Some studies show a correlation between the human menstrual cycle and the lunar cycle, while a meta-analysis of studies since 1996 shows no correlation. of the nights outside their houses, talking and sleeping, so they were the ideal population to detect the lunar influence, which, despite everything, was not found.

The influence of the menstrual cycle on smoking withdrawal syndrome

In Spain, according to data from the National Institute of Statistics (INE), the number of smokers has increased by 3.3% between 2017 and 2019, reaching 23.3% of the population. By sex and for the year 2020, this represents a percentage of smokers of 23.3% in men and 16.4% in women.

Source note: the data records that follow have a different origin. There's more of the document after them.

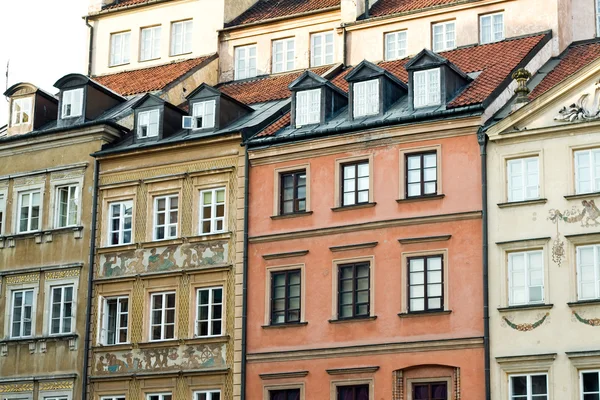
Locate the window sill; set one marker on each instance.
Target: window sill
(291, 215)
(353, 207)
(420, 198)
(522, 203)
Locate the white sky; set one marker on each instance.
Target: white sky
(44, 40)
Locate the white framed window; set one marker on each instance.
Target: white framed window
(588, 272)
(30, 213)
(321, 49)
(209, 312)
(212, 211)
(67, 206)
(245, 62)
(444, 36)
(115, 320)
(525, 278)
(283, 55)
(181, 37)
(308, 107)
(528, 387)
(587, 171)
(427, 89)
(150, 43)
(523, 179)
(61, 309)
(395, 45)
(365, 98)
(162, 316)
(166, 217)
(119, 48)
(22, 313)
(120, 220)
(21, 112)
(204, 113)
(491, 28)
(72, 103)
(148, 123)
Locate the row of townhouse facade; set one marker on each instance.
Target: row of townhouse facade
(290, 200)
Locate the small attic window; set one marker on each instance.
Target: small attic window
(427, 88)
(148, 123)
(308, 107)
(366, 98)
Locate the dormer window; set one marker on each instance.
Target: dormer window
(427, 88)
(148, 123)
(72, 103)
(204, 114)
(366, 98)
(308, 107)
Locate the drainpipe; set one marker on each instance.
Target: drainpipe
(482, 139)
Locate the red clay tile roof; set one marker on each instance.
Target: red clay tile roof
(149, 79)
(574, 59)
(269, 9)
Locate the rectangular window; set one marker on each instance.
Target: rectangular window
(115, 320)
(525, 278)
(120, 223)
(523, 179)
(22, 313)
(119, 48)
(285, 297)
(321, 49)
(209, 312)
(61, 312)
(212, 211)
(587, 171)
(528, 387)
(21, 111)
(166, 211)
(491, 28)
(292, 196)
(204, 113)
(30, 211)
(245, 62)
(181, 37)
(366, 98)
(148, 123)
(67, 203)
(72, 103)
(421, 174)
(444, 36)
(355, 183)
(395, 45)
(150, 43)
(425, 284)
(162, 316)
(283, 55)
(427, 90)
(354, 292)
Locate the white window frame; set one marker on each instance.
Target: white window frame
(211, 318)
(399, 40)
(447, 44)
(319, 54)
(308, 107)
(74, 99)
(288, 55)
(246, 55)
(182, 43)
(120, 49)
(432, 98)
(150, 43)
(494, 35)
(526, 172)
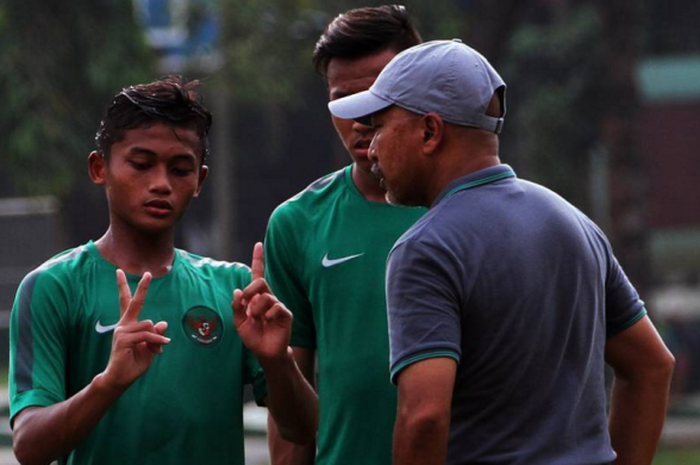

There are numerous techniques for quitting smoking, including group therapy, patches, gum, and meditation. But, in addition, in the case of women, trying to quit smoking during certain days of the month can make it easier to achieve it, according to data obtained in a study from the University of Pennsylvania and the University of Montreal.

These studies focused on: verifying whether there are differences in the neural circuits linked to compulsive smoking according to sex and determining whether the changes in cortical activity associated with nicotine withdrawal fluctuate in line with the hormonal variations produced during the menstrual cycle.

The results obtained in these studies carried out with MRI and, taking into account the day of the female cycle, show that, although there are no significant differences between men and women in relation to the neural circuits involved in the excessive desire to smoke, did observe that neural firing patterns in women varied considerably throughout their menstrual cycle. Specifically, certain areas of their frontal, temporal, and parietal cortices showed greater activation during the follicular phase, while during the luteal phase it registered reduced activity in the hippocampus.

Adrianna Mendrek, lead author of the Université de Montréal study explains: "Our results reveal that uncontrolled urges to smoke are strongest at the beginning of the follicular phase. Hormonal decreases in estrogen and progesterone possibly accentuate the withdrawal syndrome and increase the activity of neural circuits associated with the desire to smoke. According to the scientist, it could be easier for women to overcome the symptoms related to smoking withdrawal during the mid-luteal phase, that is, after ovulation, when estrogen and progesterone levels rise.